Manuel Beja foi questionado por Hugo Carneiro, do PSD, sobre se, conhecendo o parecer, também o ministro Pedro Nuno Santos devia saber que se aplicava o EGP neste caso. “Não consigo assumir que eu próprio ganhei um conhecimento só porque a dadas páginas ele é referido. Não considero que o ministro tivesse que conhecer”, diz.
“Ao fim de dois anos de TAP e de setor empresarial do Estado, percebo que a legislação aplicável é vastíssima. Conhecia o EGP, não sabia as consequências que tinha em caso de demissão com precisão. Se tivesse não tinha assinado acordo. A boa-fé que pus no processo julgo que foi a boa-fé que todos os intervenientes puseram”, acrescentou. Disse mesmo que se soubesse, “teria usado o EGP para garantir que saída de Alexandra Reis não aconteceria”. Antes já tinha deixado elogios à gestora.

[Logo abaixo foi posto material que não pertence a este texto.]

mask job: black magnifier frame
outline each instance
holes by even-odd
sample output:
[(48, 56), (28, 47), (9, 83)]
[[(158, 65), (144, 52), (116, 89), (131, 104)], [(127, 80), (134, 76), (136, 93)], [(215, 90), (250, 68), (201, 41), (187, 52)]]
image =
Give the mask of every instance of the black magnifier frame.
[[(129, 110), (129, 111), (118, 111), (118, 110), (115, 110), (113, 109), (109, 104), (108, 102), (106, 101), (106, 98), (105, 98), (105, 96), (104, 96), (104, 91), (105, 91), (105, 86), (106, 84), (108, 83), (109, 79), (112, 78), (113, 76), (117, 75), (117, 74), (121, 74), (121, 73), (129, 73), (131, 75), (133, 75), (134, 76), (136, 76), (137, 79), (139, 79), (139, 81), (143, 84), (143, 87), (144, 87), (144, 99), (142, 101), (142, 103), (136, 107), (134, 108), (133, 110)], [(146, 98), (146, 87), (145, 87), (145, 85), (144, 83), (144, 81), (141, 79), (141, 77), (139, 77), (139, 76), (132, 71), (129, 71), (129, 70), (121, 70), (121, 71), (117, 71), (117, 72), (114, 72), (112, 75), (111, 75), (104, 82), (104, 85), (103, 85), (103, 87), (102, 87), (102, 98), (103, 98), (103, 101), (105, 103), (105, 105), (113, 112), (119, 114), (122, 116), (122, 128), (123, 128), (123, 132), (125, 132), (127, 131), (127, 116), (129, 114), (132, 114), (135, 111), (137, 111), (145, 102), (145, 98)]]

O momento mais exaltado da audição aconteceu quando Filipe Melo, do Chega, afirmou que Manuel Beja teve um almoço com um técnico de manutenção que teria sido colocado durante dias numa sala sozinho durante sete horas e meia para o levar a demitir-se. O deputado acusou o chairman de ter conhecimento da situação e nada fazer. Manuel Beja acusou Filipe Melo de estar a mentir, com o deputado do Chega a exigir de seguida que Manuel Beja se retratasse. Isso não aconteceu, mas Filipe Melo quis que ficasse em ata que iria processar judicialmente o ainda presidente do conselho de administração da TAP. Manuel Beja afirmou que o almoço aconteceu, mas que não ouviu o relato descrito por Filipe Melo.
O chairman assinou em conjunto com a CEO da TAP o acordo de cessação de funções da antiga administradora Alexandra Reis, que a Inspeção-Geral de Finanças (IGF) considerou ilegal, por violar o Estatuto do Gestor Público. A 6 de março o ministro das Finanças anunciou a sua demissão, alegando “justa causa” devido ao incumprimento da lei, processo que aguarda ainda a conclusão formal.
O sucessor de Miguel Frasquilho na presidência do conselho de administração da TAP é o quinto a ser ouvido na CPI à gestão da companhia aérea, depois do inspetor-geral de Finanças, do gestor financeiro da transportadora, da CEO e da antiga administradora Alexandra Reis. Manuel Beja foi escolhido pelo antigo ministro das Infraestruturas, Pedro Nuno Santos, e iniciou funções no final de julho de 2021.
A comissão parlamentar de inquérito para “avaliar o exercício da tutela política da gestão da TAP” foi proposta pelo Bloco de Esquerda e aprovada pelo Parlamento no início de fevereiro com as abstenções de PS e PCP e o voto a favor dos restantes partidos. Nasceu da polémica sobre a indemnização de 500 mil euros paga a Alexandra Reis para deixar a administração executiva da TAP em fevereiro de 2022, mas vai recuar até à privatização da companhia em 2015. Tomou posse a 22 de fevereiro, estendendo-se por um período de 90 dias.